Emerson, J. (2013). The Effect on using iPad to Enhance Sight Word Acquisition of Students with Autism. Rowan University. Retrieved from http://dspace.rowan.edu/bitstream/handle/10927/841/emersonj-t.pdf?sequence=1
This study looks at the sight word acquisition and what effect the use of an iPad has on this. There is information relating to the instruction for phonics, information about phonics instruction for individuals, computer-assisted instruction for phonics and then looks at iPads as an instructional tool.
The case study is based on the use of iPads used for sight word acquisition and looks at four autistic children with different individual needs. Testing is completed before and after to determine whether the iPad effects the learning.
This study is the most closely aligned with my own research topic. The results from the case study show an increase result from the before and after testing which had been completed.
The information within the study shows the differences in instruction between teaching phonics to children with and without ASD and then also with the use of computers. This makes the connections clear to see and understand.
Wendt, O. (2012) The Places We'll Go: Innovative Web App Helps Children with Autism. Case in Point, Vol 10 (5) pg 24-25 retrieved from http://www.homecareassistance.com/pdf/june_2012-case_in_point.pdf#page=24
This article looks at the use of web applications and how it boosts communication ability for children with Autism Spectrum Disorder. It looks at Augmentative and Alternative communication (ADD) interventions and the use of Speech Generating Devices (SGD) and the benefit on children that have delayed learning. There is also information relating to the creation of applications; Applications are not all created equal and some of them ignore some of the common traits that children with Autism have.
I really enjoyed reading this article. It went into the information deep enough to allow the reader to develop a clear understanding of what it is trying to tell you but not so far that you are overwhelmed with information. It was straight to the point and had many key points that fit with my own research topic. The point about the applications not all being equal was a valid point that I have not come across in other articles.
Butterfly Effect Editorial Staff, 2011. iPads: Communicating Across the Autism Chasm. retrieved from http://www.butterflyeffects.com/articles/ipads-communicating-across-the-autism-chasm
This artice looks at applications designed for people living with Autism.
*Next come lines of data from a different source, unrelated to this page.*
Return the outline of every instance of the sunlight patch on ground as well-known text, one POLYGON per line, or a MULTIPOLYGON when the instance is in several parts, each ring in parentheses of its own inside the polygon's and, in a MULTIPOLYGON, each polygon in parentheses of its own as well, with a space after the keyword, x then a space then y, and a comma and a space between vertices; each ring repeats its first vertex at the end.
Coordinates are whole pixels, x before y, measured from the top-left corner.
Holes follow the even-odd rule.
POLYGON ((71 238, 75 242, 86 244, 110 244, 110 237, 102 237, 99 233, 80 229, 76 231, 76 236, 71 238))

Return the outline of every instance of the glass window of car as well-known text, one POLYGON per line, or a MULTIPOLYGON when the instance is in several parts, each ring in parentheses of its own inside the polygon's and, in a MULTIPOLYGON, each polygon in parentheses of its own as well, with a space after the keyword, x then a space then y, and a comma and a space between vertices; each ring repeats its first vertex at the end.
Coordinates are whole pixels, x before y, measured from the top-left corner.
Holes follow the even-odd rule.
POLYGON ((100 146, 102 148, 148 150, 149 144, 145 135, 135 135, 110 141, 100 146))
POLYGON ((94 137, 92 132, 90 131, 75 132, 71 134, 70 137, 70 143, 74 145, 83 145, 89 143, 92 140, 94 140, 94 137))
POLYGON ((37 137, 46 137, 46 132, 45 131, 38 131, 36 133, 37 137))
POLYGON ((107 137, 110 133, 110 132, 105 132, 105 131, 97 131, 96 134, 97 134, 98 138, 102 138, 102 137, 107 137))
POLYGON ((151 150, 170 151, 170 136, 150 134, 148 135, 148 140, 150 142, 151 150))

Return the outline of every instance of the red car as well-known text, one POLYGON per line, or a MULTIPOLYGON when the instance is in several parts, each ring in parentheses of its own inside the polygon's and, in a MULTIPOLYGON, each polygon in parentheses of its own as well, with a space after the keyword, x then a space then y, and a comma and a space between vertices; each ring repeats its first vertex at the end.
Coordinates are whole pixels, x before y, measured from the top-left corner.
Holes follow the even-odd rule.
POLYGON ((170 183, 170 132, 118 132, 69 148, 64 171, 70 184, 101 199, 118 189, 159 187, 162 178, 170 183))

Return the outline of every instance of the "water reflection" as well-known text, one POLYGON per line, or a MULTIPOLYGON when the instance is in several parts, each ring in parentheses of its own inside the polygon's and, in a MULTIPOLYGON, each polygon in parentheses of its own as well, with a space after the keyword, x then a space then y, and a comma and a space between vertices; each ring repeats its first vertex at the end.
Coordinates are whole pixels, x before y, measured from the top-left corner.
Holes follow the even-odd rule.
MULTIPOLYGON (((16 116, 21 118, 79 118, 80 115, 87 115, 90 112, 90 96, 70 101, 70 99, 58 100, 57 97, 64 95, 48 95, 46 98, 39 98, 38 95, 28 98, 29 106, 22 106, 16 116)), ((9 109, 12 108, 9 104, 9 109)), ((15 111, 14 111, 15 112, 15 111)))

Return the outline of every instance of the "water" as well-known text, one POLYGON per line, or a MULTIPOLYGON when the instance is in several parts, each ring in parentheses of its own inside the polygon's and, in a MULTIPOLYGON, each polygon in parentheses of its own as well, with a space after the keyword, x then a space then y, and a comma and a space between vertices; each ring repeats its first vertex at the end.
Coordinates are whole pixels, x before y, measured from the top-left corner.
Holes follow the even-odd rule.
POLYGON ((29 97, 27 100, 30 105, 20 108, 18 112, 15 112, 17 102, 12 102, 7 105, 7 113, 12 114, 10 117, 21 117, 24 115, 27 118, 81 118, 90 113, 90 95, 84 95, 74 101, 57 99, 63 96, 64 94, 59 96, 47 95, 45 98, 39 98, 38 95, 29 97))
It outlines the positive effect that the use of technology and devices have; They:
- Reply primarily on visual cues, which are much more effective than auditory cues for individuals with Autism
- Provide as much time as needed for those with processing delays
- Don't object to endless repetition, as they are nonjudgmental, infinitely patient, and don't hold grudges
- Provide the specific types of stimulation that attract rather than overwhelm individuals with Autism
- Offer large measures of predictability and consistency, compared to the unpredictable nature of human responses
- Do not send conflicting social interaction cues that are a staple of typical human communication
- Place the user in control
- Cognitive development
- Language skill mastery
- Academic performance
- Behavioral changes
- Abilities to cope with transition and change
- Social interaction
- Choice-making skills
- Facial recognition and the reading of human expression
The use of applications are endless, this article only highlights a few of them but the information that it does provide gives parents, teachers and specialists a huge pool of information to look through and consider when planning for the individual needs of the autistic child. The information here is very informative to anyone looking at application use.
Short, J., Labine, S., Bruner, J., Cardoso, C. & Trick C. (n.d.) Benefits of Technology in Special Education retrieved from http://www.google.co.nz/url?sa=t&rct=j&q=&esrc=s&source=web&cd=7&cad=rja&ved=0CGIQFjAG&url=http%3A%2F%2Femurillo.org%2FClasses%2FClass2%2Fdocuments%2FBenefitsofTechnologyinSpecialEd.doc&ei=kQtSUovHLceEkwXx6IEg&usg=AFQjCNH-w6kNUBOtUc8AfTKbxZncauLU4g&sig2=3LM_5-u593bPcADSRFJMxw&bvm=bv.53537100,d.dGI
This study looks at the use of technology within education for students with disabilities. Researchers looked at the effects that technology has on education and concluded that certain aspects of technology does improve the educational achievement of students that have disabilities. Following this a case study was completed with the focus on students using PCs or iPads to to determine whether it enhanced the learning experience. The study showed that yes the research supported the data from the case study.
Seeing the connection between the huge amount of research that was completed and the results from the case study was very informative. Their are clear links between the research and the results which would determine that the authors had a successful case study. The mix of using computers, flash cards and iDevices within the case study shows an interesting mix between the three different learning tools.
Autism. (2013, October 5). In Wikipedia, The Free Encyclopedia. Retrieved 02:13, October 7, 2013, from http://en.wikipedia.org/w/index.php?title=Autism&oldid=575910856
The information that wikipedia has on Autism is amazing. It includes information about:
- What it is
- What the characteristics are with in-depth information on these
- Causes of Autism
This is a good place for anyone that is interested about autism to start. It gives the reader the benefit of a huge amount of information in the one place to gain a good understanding about the disorder as well as what someone who has it encounters on a regular basis. Very useful information.